One obvious source of referrals interventional radiologists tend to overlook is their diagnostic colleagues, Gupta says. “Every single patient that had a compression fracture of their spine had an x-ray or an MRI. The radiologist who has seen that could be a great referral source if he or she knew that I did a minimally invasive procedure—vertebroplasty or kyphoplasty—that could take care of it,” Gupta says.

Podiatrists, too, are often a good source of referrals that physicians tend to overlook. “Podiatrists are not MDs, and traditionally, they have not been treated all well by the physician community,” Gupta says. “I think that’s a big mistake because they see a lot of patients with peripheral vascular disease, diabetes, and venous insufficiency.… We have procedures that we can do to help. I think it’s a mistake if an interventional radiologist does not go after podiatry groups and lecture to them and market to them because they’re a very big source of referrals and both of us can help these patients.”

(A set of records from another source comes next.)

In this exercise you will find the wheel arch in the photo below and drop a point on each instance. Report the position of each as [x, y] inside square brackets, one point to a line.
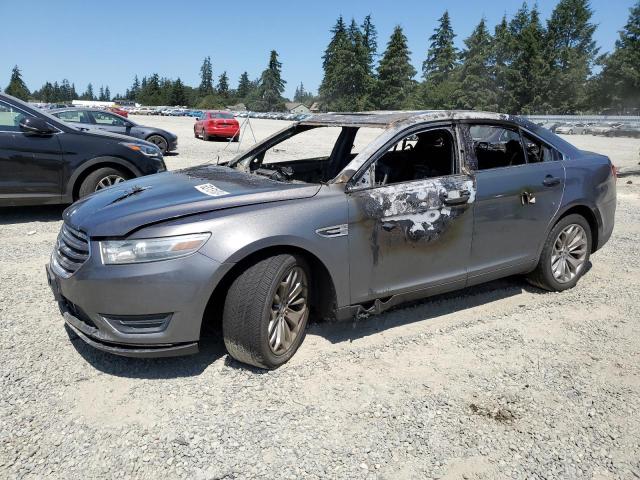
[324, 298]
[591, 215]
[74, 183]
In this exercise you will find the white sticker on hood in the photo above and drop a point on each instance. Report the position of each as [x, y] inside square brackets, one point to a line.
[211, 190]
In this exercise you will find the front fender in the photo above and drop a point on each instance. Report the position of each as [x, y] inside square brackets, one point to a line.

Vendors are yet another source of marketing for your practice, Gupta says. Like hospitals, vendors have a vested interest in the radiologists performing more procedures. “Vendors that supply me with stents and filters and catheters and wires are in a long line of people who are making money off me being busy,” Gupta says. “They have a vested interest in you being a busy practice and they are by the virtue of their job a salesman, so I have them go to referring physicians and set up lunch-and-learns in the middle of the day. They will do it because the busier you are, the more you purchase from them.”

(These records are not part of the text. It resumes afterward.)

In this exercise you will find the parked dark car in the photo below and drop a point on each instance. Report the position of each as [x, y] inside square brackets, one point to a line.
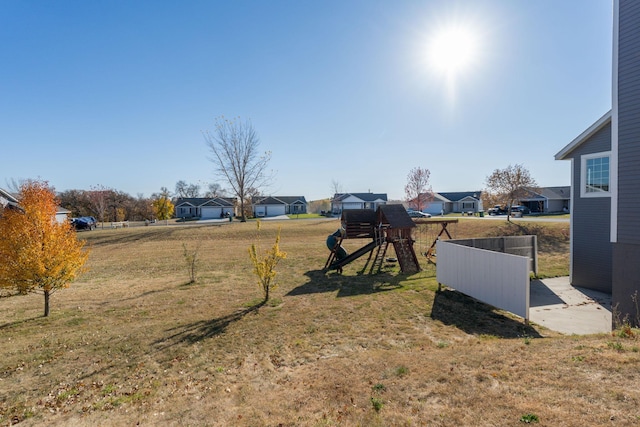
[522, 209]
[418, 214]
[497, 210]
[84, 223]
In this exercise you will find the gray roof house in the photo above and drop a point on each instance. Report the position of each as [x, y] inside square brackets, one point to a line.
[548, 199]
[345, 201]
[204, 207]
[281, 205]
[460, 201]
[7, 200]
[605, 170]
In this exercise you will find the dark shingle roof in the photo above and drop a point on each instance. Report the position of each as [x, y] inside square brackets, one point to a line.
[459, 195]
[367, 197]
[202, 201]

Interventionalists also need to participate in the decision-making bodies that establish protocols for their medical community. “Every hospital has task forces focused on particular clinical entities such as management of deep vein thrombosis, acute stroke, carotid artery disease, or peripheral vascular disease. These task forces look for evidence-based solutions,” says Black. Interventional radiologists need to be involved in those committees to have a say in defining local standard of care and healthcare policy. That involvement not only improves patient care but will pay off politically and help interventional radiologists establish themselves as trusted consultants, Black says.

Pick the Right Fight
Gupta says that while interventional radiologists compete with other specialties, there’s no need to fight over patients who are already diagnosed. “Our role should be to go out there and educate the patients and referring docs because if you want to look at it from a business point of view, there is more than enough disease to go around. The goal of our marketing should be finding those patients who are not diagnosed and helping them.”

Padidar says interventional radiologists are helping themselves by getting the word out, but they are also helping patients. “Interventional radiology is an increasingly important specialty,” he says, “and we have to get the information to the right people.”

— Beth W. Orenstein is a freelance medical writer and a regular contributor to Radiology Today. She writes from her home in Northampton, Pa.